Octavia Burke leaned back in her large leather chair. It sighed. She wore her brownish-black hair naturally. Freckles dotted her medium complexion on either side of her wide-ish nose. She shifted her broad shoulders along the seat, getting comfortable. Bridging her fingers on her chest, she enjoyed the earned authority of the seat. Captain Octavia. Her voice was fraught with an air of quiet thunder and brooked little nonsense, though most of her ire was aimed at Lee. The familiarity between them had morphed into something tense. No longer partnering with Lee meant not having to deal with his day-to-day nasty-ass attitude. Being a boss in his house meant that she still had to deal with his messes, though she was used to his brand of work ethic.

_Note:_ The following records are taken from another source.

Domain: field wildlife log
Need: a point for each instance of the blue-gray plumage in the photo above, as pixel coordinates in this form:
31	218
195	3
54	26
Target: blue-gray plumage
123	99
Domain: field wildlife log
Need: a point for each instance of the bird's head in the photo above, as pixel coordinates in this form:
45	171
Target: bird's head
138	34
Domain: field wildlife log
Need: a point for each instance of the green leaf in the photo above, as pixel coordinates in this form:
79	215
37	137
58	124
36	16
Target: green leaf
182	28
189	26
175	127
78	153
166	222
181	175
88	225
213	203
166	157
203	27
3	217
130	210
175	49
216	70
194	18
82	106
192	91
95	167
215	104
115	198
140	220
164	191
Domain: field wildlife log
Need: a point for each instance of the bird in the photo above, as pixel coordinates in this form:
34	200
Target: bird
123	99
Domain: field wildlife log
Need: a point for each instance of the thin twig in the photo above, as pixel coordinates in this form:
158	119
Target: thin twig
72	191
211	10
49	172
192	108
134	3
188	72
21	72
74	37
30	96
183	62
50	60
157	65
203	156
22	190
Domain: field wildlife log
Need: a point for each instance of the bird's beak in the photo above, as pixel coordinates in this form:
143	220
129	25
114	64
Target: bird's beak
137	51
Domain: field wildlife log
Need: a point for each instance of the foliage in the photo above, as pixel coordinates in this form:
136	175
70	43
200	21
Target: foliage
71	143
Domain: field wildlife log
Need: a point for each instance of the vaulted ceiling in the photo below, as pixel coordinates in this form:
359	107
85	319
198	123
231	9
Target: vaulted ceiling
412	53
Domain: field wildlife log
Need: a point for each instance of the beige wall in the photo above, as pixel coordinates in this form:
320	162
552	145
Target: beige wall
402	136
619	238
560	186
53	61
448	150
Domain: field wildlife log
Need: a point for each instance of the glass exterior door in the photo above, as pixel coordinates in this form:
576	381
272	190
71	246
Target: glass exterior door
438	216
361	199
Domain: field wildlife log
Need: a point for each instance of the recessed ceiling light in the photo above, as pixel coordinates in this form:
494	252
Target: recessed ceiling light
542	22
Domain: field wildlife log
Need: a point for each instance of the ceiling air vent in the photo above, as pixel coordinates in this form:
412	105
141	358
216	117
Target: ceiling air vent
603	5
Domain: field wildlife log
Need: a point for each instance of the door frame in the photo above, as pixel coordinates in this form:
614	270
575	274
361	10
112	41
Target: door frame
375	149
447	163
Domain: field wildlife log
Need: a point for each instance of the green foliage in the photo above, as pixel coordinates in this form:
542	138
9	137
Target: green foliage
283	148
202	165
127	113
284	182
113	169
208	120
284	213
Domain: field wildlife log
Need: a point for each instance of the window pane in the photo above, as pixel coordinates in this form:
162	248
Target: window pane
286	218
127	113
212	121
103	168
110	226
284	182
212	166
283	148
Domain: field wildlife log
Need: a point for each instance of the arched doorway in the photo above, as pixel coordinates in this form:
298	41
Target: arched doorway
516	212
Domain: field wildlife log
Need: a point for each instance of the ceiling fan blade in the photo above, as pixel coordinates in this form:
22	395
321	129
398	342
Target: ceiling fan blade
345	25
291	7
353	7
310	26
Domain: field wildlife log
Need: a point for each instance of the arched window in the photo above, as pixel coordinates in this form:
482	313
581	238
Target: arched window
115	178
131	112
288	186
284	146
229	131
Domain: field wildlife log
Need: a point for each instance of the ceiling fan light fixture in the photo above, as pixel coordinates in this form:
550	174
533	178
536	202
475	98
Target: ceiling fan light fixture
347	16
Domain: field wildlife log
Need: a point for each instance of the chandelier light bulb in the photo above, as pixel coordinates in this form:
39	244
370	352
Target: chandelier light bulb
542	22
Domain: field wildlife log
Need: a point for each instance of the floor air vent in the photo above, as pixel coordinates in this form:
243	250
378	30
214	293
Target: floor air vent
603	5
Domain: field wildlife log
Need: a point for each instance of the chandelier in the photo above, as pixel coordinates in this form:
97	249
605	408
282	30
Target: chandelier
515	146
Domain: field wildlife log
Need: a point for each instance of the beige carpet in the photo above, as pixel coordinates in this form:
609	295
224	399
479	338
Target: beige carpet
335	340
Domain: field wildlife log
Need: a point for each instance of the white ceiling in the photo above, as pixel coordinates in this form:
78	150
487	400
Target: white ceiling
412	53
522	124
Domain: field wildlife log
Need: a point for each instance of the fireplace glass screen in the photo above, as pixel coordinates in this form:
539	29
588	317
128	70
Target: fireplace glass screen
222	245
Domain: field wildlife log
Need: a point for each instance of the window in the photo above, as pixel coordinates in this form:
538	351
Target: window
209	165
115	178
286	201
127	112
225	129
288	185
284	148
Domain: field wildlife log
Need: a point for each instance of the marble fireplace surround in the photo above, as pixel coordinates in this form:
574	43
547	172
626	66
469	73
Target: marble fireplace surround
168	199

"You said this case was a no-brainer," Octavia said.
"Not that deep. One corner boy gets got by another corner boy. We're there to sift through the muck and paperwork until that corner boy gets got." Lee nodded at Cantrell for solidarity. Cantrell's gaze remained locked on the captain's desk.
"So we don't have anything?" she reiterated.
"Nope," Cantrell said.
"The witnesses give a description?"
"Vague. Average height. Average weight. Average age. Black. Male." Lee smirked after emphasizing the color. "You could've poked out my eye and fucked my socket after that revelation."
"This file isn't vague. The body in the morgue isn't vague. I'm tired of vague. Get me something concrete." Octavia slapped the report on her desk. "Any ballistic matches?"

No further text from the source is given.